I hoped I would cry, but thought I would suffer
daring see you again, forever sacred place,
you the dearest of tombs, yet most ignored among
those where memories rest!
 
What would then cause you dread among this forlorn place,
why would you offer me your friendly helping hands
while such a sweet habit, and such an ancient one,
would lead me on the way?
 
Here they are, these hillsides, this blossoming heather
and these silvery steps on the silent sand stretch,
these paths of love rustling with sweet talks where her arm
would wrap around my waist.
 
Here they are, these fir trees and their dark verdant green,
this deep vale that would wind its unhurried way through,
all these wilderness friends whose ancient whispering
nurtured my brightest days.
 
Here they are, these bushes where the whole of my youth
chirrups in my footsteps as would a flock of birds.

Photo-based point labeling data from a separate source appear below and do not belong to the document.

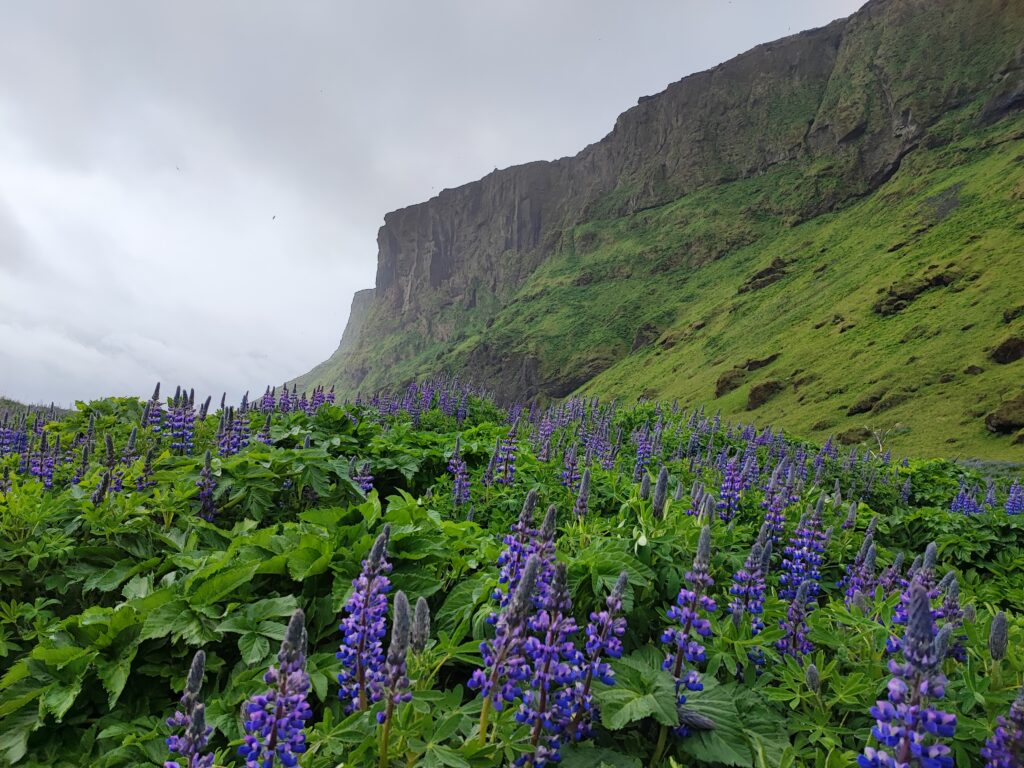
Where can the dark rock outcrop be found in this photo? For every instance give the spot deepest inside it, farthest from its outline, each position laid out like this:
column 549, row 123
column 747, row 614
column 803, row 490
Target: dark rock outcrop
column 853, row 97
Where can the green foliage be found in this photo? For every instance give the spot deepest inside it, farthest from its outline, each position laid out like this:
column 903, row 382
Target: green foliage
column 103, row 604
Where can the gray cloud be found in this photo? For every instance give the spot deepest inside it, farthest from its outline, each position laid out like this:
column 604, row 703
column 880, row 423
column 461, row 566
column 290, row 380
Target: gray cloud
column 190, row 190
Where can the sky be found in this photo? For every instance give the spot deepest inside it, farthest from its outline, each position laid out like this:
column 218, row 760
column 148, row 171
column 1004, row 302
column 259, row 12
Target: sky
column 190, row 190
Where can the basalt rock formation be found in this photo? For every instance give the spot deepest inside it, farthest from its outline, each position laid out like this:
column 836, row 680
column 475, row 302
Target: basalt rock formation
column 813, row 124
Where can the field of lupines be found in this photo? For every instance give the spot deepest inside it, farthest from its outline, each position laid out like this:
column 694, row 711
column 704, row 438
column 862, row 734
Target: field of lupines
column 429, row 580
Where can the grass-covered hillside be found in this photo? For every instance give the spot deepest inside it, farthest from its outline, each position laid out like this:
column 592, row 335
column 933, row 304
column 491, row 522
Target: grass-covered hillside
column 900, row 313
column 592, row 585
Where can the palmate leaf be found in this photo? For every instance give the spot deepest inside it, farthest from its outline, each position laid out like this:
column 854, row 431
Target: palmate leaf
column 642, row 689
column 747, row 730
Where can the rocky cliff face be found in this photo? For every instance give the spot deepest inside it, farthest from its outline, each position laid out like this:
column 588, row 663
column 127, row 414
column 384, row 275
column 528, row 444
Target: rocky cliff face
column 843, row 104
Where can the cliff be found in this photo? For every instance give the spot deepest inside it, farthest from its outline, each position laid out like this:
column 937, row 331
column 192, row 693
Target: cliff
column 824, row 118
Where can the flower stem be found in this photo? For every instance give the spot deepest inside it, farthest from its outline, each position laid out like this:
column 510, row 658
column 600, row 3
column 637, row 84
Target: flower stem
column 659, row 748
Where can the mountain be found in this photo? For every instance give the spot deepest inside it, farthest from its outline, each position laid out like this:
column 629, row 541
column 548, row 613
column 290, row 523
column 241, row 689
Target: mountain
column 823, row 232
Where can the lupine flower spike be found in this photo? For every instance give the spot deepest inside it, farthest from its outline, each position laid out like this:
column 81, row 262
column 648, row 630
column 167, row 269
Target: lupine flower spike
column 604, row 641
column 275, row 720
column 505, row 668
column 908, row 728
column 361, row 651
column 190, row 719
column 395, row 672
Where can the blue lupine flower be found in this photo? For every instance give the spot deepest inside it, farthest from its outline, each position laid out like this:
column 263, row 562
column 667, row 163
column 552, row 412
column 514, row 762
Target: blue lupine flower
column 505, row 667
column 361, row 651
column 604, row 640
column 190, row 719
column 690, row 611
column 460, row 475
column 795, row 641
column 1015, row 499
column 275, row 720
column 802, row 558
column 907, row 727
column 207, row 484
column 395, row 673
column 555, row 664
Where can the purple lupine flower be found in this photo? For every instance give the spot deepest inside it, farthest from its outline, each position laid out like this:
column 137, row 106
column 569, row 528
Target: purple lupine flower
column 728, row 500
column 361, row 650
column 460, row 475
column 505, row 666
column 505, row 465
column 604, row 641
column 363, row 475
column 683, row 639
column 860, row 576
column 554, row 663
column 795, row 641
column 207, row 484
column 1005, row 749
column 395, row 681
column 802, row 558
column 519, row 544
column 190, row 719
column 275, row 720
column 645, row 449
column 660, row 496
column 749, row 588
column 582, row 504
column 907, row 726
column 153, row 414
column 488, row 474
column 1015, row 499
column 421, row 627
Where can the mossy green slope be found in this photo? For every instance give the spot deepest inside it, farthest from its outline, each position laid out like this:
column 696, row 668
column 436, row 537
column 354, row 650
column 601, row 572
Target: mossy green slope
column 652, row 302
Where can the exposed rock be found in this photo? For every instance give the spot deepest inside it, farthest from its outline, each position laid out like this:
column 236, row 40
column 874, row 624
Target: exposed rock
column 1009, row 417
column 1009, row 350
column 762, row 392
column 844, row 103
column 729, row 381
column 645, row 335
column 853, row 435
column 899, row 295
column 864, row 404
column 771, row 273
column 892, row 399
column 755, row 365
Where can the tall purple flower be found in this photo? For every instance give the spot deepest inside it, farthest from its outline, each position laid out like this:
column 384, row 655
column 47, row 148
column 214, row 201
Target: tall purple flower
column 505, row 464
column 361, row 651
column 460, row 475
column 604, row 641
column 907, row 727
column 691, row 625
column 582, row 505
column 275, row 720
column 802, row 558
column 207, row 484
column 1005, row 749
column 795, row 641
column 190, row 719
column 505, row 666
column 732, row 485
column 554, row 663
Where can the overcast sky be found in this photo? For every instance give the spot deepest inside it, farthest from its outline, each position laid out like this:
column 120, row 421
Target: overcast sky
column 190, row 190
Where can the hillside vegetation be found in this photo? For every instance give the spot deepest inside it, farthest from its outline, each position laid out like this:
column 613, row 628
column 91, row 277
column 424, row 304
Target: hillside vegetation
column 822, row 232
column 697, row 593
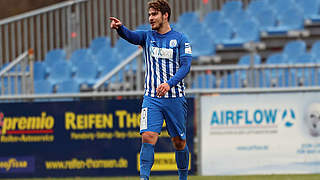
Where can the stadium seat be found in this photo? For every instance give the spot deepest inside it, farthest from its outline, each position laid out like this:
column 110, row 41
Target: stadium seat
column 230, row 7
column 315, row 51
column 240, row 16
column 143, row 27
column 40, row 71
column 99, row 43
column 212, row 18
column 87, row 73
column 230, row 81
column 43, row 87
column 68, row 86
column 81, row 55
column 124, row 49
column 60, row 72
column 246, row 59
column 294, row 49
column 202, row 46
column 196, row 29
column 247, row 31
column 107, row 60
column 14, row 85
column 310, row 8
column 291, row 19
column 187, row 18
column 305, row 58
column 280, row 6
column 204, row 80
column 276, row 58
column 54, row 56
column 256, row 6
column 276, row 77
column 220, row 32
column 266, row 19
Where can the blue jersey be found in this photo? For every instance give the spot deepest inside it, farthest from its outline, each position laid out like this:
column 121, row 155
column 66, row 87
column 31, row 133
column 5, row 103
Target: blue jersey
column 167, row 59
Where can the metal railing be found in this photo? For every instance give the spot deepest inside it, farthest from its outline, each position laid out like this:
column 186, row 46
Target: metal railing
column 74, row 24
column 17, row 77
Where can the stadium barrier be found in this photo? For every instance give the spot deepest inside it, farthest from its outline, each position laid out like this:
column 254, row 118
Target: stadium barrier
column 17, row 76
column 73, row 24
column 80, row 138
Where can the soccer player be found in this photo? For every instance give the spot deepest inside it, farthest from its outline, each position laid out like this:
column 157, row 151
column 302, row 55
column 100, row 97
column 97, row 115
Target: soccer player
column 168, row 58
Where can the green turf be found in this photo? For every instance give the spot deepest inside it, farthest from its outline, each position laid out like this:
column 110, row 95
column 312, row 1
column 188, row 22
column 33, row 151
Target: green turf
column 260, row 177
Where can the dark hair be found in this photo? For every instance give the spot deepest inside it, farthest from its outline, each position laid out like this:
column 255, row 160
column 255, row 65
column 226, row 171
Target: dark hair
column 160, row 5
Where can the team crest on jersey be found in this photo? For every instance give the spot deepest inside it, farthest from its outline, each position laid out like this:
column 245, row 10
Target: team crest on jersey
column 173, row 43
column 187, row 48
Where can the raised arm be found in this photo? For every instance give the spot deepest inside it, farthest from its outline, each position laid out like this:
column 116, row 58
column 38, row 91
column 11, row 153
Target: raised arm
column 134, row 37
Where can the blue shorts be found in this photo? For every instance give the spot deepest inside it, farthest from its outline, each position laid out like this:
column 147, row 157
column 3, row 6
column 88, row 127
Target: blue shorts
column 172, row 110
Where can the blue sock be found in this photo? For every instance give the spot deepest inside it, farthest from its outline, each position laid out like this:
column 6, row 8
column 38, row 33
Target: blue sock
column 146, row 160
column 182, row 159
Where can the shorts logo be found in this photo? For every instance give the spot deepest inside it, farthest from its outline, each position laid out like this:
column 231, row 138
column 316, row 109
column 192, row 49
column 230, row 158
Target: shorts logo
column 144, row 119
column 173, row 43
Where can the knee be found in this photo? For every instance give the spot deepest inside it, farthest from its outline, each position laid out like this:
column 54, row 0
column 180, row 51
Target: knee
column 178, row 143
column 150, row 137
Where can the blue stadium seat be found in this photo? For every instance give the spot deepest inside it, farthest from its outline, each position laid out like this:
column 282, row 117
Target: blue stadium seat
column 277, row 77
column 283, row 5
column 294, row 49
column 43, row 87
column 143, row 27
column 54, row 56
column 246, row 59
column 124, row 49
column 81, row 55
column 202, row 46
column 12, row 84
column 99, row 43
column 221, row 32
column 230, row 81
column 212, row 18
column 246, row 31
column 310, row 8
column 240, row 16
column 87, row 73
column 195, row 29
column 305, row 58
column 230, row 7
column 187, row 18
column 68, row 86
column 315, row 51
column 60, row 72
column 107, row 59
column 276, row 58
column 266, row 19
column 40, row 71
column 256, row 6
column 291, row 19
column 205, row 80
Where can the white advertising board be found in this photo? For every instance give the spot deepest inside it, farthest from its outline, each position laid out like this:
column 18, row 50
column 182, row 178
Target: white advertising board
column 260, row 134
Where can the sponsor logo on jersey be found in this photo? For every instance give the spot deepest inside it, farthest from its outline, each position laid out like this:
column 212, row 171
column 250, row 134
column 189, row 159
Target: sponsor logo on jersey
column 187, row 48
column 161, row 52
column 173, row 43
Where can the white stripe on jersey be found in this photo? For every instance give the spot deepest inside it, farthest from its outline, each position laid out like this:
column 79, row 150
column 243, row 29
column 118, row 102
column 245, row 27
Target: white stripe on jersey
column 147, row 73
column 151, row 77
column 157, row 72
column 164, row 74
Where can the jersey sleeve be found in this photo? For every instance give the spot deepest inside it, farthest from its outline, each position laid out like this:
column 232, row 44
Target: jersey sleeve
column 185, row 59
column 134, row 37
column 184, row 47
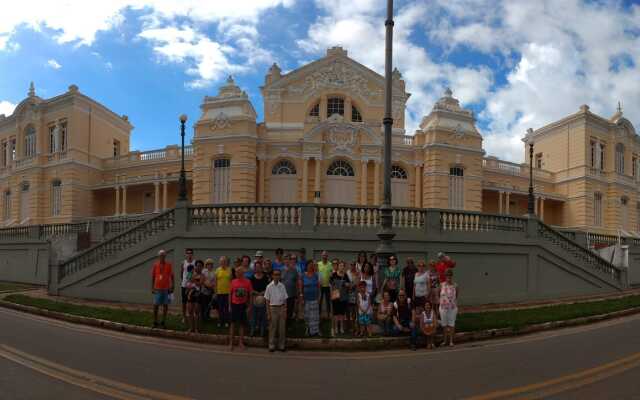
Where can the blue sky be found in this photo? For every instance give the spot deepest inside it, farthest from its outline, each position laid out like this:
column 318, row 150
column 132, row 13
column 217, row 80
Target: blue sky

Lovely places, nice desert through which my lover went,
weren't you expecting me?
 
Ah please, let them flow, for they are dear to me
these tears overflowing from a still wounded heart!
Rather than wiping them, let this veil of the past
flutter on my eyelids!
 
I have not come here to cast a useless regret
to the echoes of woods that witnessed my bliss.
Proud stand these woodlands in the quiet of their beauty,
proud also stands my heart.
 
Let that one indulge in the bitterest laments
as he kneels in prayer by the grave of a friend.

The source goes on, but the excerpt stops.